Dwight David Eisenhower (1890–1969)

Eisenhower’s rise from obscure colonel to supreme Allied commander in World War II was spectacular, but Marshall and others had long taken note of his talents and marked him for future advancement.

His parents were basically of middle-class background, but at the time of Eisenhower’s birth, his father had been laid off, and the family had temporarily moved from Abilene, Kansas, to Denison, Texas, where “Ike” was born.

Eisenhower and George Patton were both reprimanded for urging the use of tanks in World War I. During his World War II years in Europe, “Ike” spent much time with his driver, Kay Summersby, leading to rumors that he and Mamie planned to divorce.

His excellent personal relations with Soviet Marshal Zhukov gave Eisenhower a different view of the Russians and led him to seek personal contacts with them.

Before the 1952 campaign he tried to teach Nixon how to fish and was disappointed when his running mate proved unwilling or unable to learn the sport.

Quote: “My first day at the President’s desk. Plenty of worries and difficult problems. But such has been my portion for a long time. The result is that this seems (today) like a continuation of all I’ve been doing since July 1941—even before that.” (Diary entry, January 1953)

reference: Stephen Ambrose, Eisenhower [2 vols.] (1983, 1984).

Rosa Parks (1913– )

Parks is the black seamstress whose refusal to move to the back of a bus in Montgomery, Alabama, on December 5, 1955, set off a bus boycott and the beginning of the civil rights movement.

Even though she took her action on her own, Parks had previous acquaintance with black protest ideas and leaders.

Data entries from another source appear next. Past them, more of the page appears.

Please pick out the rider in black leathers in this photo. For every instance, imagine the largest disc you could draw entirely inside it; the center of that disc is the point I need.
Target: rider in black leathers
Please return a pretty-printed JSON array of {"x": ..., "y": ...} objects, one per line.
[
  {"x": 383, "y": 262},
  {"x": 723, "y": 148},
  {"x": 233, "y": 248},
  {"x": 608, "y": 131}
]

As a young woman, she had tried to organize an NAACP youth chapter in Montgomery, though without success. She had met A. Philip Randolph and Roy Wilkins and knew black leaders in Montgomery. She was also a leader in her local church, St. Paul AME church.

She had planned ahead that she was going to sit in the front of the bus that day and refuse to move. After her arrest, she went to E. D. Nixon, head of the local Brotherhood of Sleeping Car Porters, who circulated leaflets calling for the wider protest.

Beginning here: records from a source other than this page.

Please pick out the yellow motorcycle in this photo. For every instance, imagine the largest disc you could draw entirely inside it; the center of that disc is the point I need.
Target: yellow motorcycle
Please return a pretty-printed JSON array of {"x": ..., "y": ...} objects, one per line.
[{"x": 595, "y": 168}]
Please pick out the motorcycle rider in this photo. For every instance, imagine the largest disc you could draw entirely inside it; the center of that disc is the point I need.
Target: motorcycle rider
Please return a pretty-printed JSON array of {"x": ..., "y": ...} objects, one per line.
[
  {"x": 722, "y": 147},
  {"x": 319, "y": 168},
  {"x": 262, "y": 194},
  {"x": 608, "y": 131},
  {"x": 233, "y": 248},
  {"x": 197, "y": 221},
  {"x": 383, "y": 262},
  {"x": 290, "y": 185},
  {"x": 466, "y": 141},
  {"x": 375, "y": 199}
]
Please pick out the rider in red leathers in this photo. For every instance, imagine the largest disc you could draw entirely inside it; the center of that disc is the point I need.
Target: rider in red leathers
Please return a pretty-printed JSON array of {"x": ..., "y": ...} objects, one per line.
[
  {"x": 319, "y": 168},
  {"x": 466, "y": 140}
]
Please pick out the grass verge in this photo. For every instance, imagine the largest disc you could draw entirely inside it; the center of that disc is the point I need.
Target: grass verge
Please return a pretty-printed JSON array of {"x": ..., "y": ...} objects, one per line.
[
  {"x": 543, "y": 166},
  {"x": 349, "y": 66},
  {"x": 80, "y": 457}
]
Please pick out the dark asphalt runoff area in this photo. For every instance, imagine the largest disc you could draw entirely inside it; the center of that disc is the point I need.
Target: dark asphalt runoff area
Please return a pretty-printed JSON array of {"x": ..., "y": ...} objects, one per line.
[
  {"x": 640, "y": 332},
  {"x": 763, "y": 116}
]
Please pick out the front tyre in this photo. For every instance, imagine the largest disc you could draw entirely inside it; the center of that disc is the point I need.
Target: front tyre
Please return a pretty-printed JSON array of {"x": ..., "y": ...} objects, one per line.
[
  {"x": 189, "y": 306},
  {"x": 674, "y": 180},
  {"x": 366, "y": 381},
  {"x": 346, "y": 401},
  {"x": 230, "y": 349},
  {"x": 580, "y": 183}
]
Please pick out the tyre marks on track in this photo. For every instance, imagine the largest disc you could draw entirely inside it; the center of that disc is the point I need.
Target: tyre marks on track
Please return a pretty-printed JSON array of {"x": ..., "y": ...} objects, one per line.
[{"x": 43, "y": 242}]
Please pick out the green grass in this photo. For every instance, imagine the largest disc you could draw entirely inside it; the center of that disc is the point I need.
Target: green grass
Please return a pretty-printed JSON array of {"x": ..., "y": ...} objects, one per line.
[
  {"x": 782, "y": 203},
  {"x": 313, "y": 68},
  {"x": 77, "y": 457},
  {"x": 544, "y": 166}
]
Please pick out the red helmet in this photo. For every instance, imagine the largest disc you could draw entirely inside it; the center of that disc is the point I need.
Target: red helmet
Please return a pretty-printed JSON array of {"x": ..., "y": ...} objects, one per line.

Parks worked with the civil rights movement for years. She moved to Detroit in 1967 and remained active in black causes.

Quote: “I just decided I was not going to be moved out of that seat.” (Interview, 1978)

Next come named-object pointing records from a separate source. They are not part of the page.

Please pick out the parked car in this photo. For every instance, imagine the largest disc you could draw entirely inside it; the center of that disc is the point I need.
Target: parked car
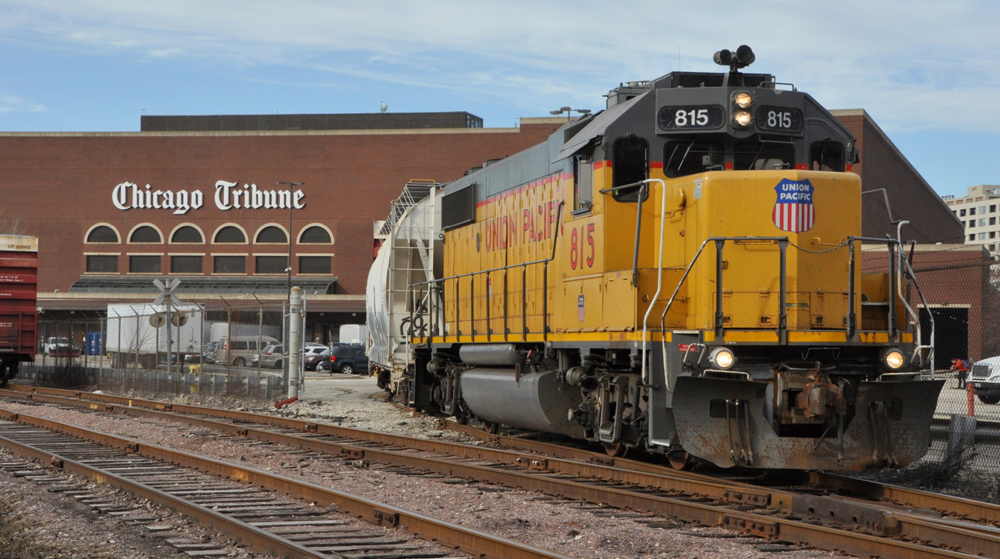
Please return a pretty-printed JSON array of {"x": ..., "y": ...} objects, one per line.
[
  {"x": 271, "y": 357},
  {"x": 242, "y": 349},
  {"x": 56, "y": 343},
  {"x": 985, "y": 379},
  {"x": 347, "y": 359},
  {"x": 314, "y": 355},
  {"x": 207, "y": 354}
]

reference: Douglas Brinkley, Rosa Parks (2000).

Elvis Aron Presley (1935–1977)

Presley was the rock-and-roll star who helped transform American popular musical styles in the 1950s and after.

Presley grew up in Memphis, Tennessee, where he learned both gospel music and black blues music. His first recordings were done for Sam Phillips, a producer who had been looking for a white singer who sounded like a black man. After signing a contract with RCA Victor in 1955, his career came under the control of Colonel Tom Parker, who promoted him into a national phenomenon.

Presley’s sexually suggestive style led to many protests from parents and conservative groups, as a result of which he was shown only from the waist up in his first television appearance in 1956. Presley’s thirty-three movies were nearly as popular as his records, and his drafting into the army in 1960 was treated as a major event. After his death, his home in Memphis became a virtual pilgrimage shrine for his fans.

Quote: “Please, Mr. Sholes, don’t make me stand still. If I can’t move I can’t sing.” (To a record producer, 1954)

reference: Albert Harry Goldman, Elvis (1981).

questions for class discussion

1. How does Eisenhower’s political leadership compare with that of other general-presidents: Washington, Jackson, Taylor, and Grant?

2. Was Eisenhower’s seeming caution and inactivity a lack of vigorous leadership or a wise prudence in the exercise of power?

3. Should the 1950s be regarded as an era of positive American national unity and strength based on a clear moral consensus, or was it a period that actually repressed many problems of race, women’s roles, and cultural conformity and left them to fester beneath the surface?

4. Which writers and artists best expressed the concerns of American culture in the 1950s? Was there a connection between the rise of more overtly sensual pop-culture figures like Elvis Presley and Marilyn Monroe and the changes in art and writing (like the beats and the new African-American and southern writers)?